Suara.com - Pandemi Corona, Psikiater Layani Pasien Gangguan Jiwa Lewat Telepsikiatri
Pandemi virus corona atau Covid-19 membuat berbagai aktivitas terhambat. Menyikapi hal itu Perhimpunan Dokter Spesialis Kedokteran Jiwa Indonesia (PDSKJI) telah memberikan imbauan kepada psikiater untuk memberikan layanan telepsikiatri, kepada pasien dengan gangguan kejiwaan.
Sehingga, konsultasi atau pengobatan bisa dilakukan lewat jarak jauh melalui internet. Dengan begitu bisa mengurangi rantai penularan virus corona atau Covid-19.

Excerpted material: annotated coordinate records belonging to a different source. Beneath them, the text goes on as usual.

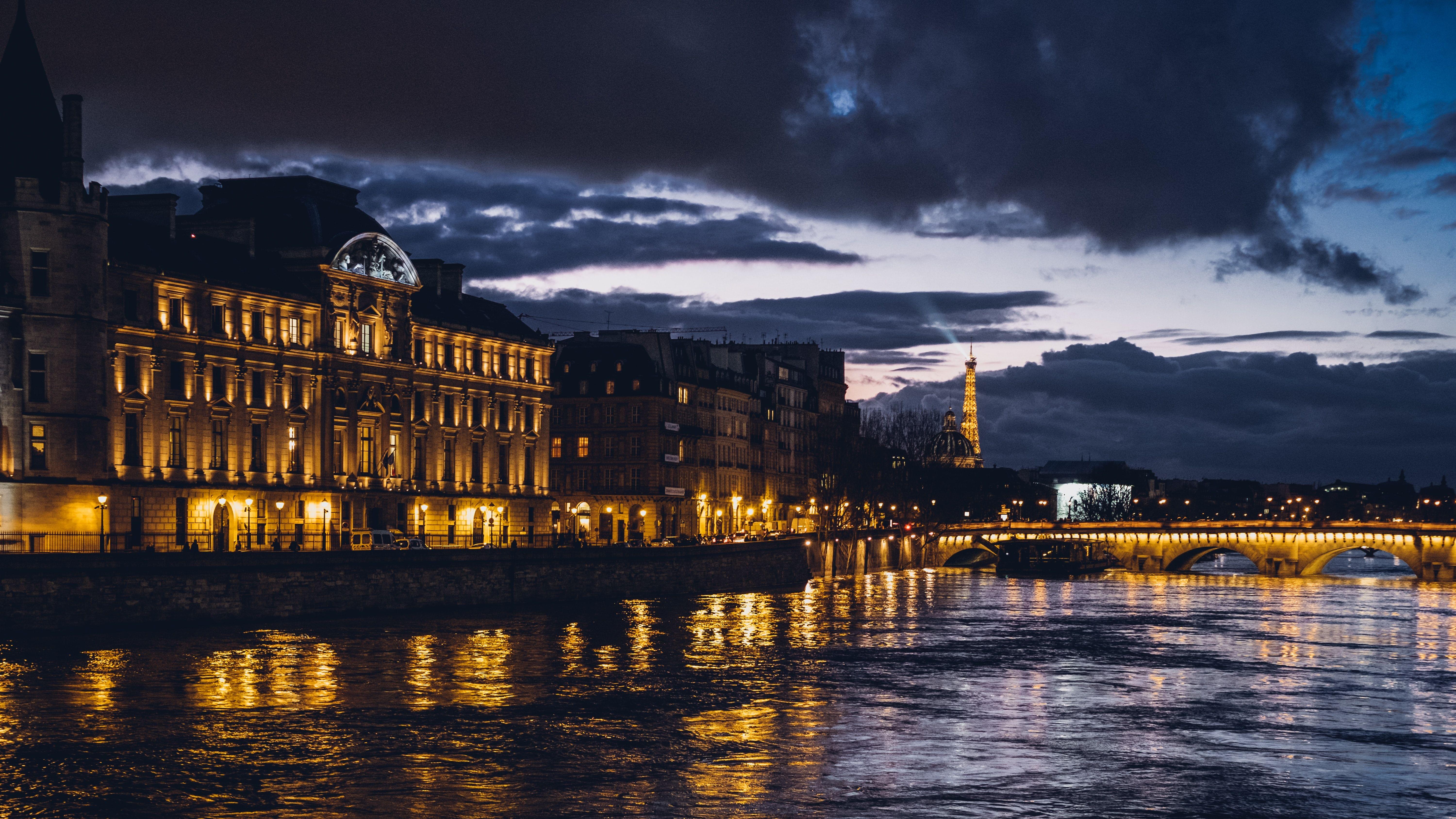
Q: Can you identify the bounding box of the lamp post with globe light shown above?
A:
[96,496,106,551]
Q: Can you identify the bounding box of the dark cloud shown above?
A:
[475,287,1073,350]
[1376,111,1456,171]
[869,339,1456,482]
[1430,174,1456,195]
[844,350,945,364]
[112,159,860,278]
[1176,329,1354,345]
[1366,329,1450,339]
[1325,182,1395,204]
[1216,235,1425,305]
[20,0,1386,290]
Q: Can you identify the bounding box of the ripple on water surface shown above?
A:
[0,568,1456,818]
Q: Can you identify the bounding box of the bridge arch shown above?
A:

"Bahan edukasi komunikasi yang dikembangkan untuk populasi umum perlu dirancang untuk mengatasi 'melek' kesehatan terbatas dan tantangan dalam menerapkan rekomendasi jarak fisik," ujar Dokter Spesialis Kedokteran Jiwa, dr. Andri, SpKJ dalam rilisnya kepada Suara.com, Jumat (10/4/2020).
Baca Juga: Tenaga Medis: Kami Berikan Jasa Kami, Jangan Tolak Jasad Kami
Ia mengatakan para pasien gangguan jiwa yang semakin meningkat karena pandemi Covid-19 ini tetap harus mendapat edukasi kesehatan, tentang diet, pola makan, olahraga, aktivitas fisik dan manajemen diri kondisi kesehatan mental. Bahkan apabila pasien tersebut memiliki kesehatan fisik yang kronis seperti masalah jantung.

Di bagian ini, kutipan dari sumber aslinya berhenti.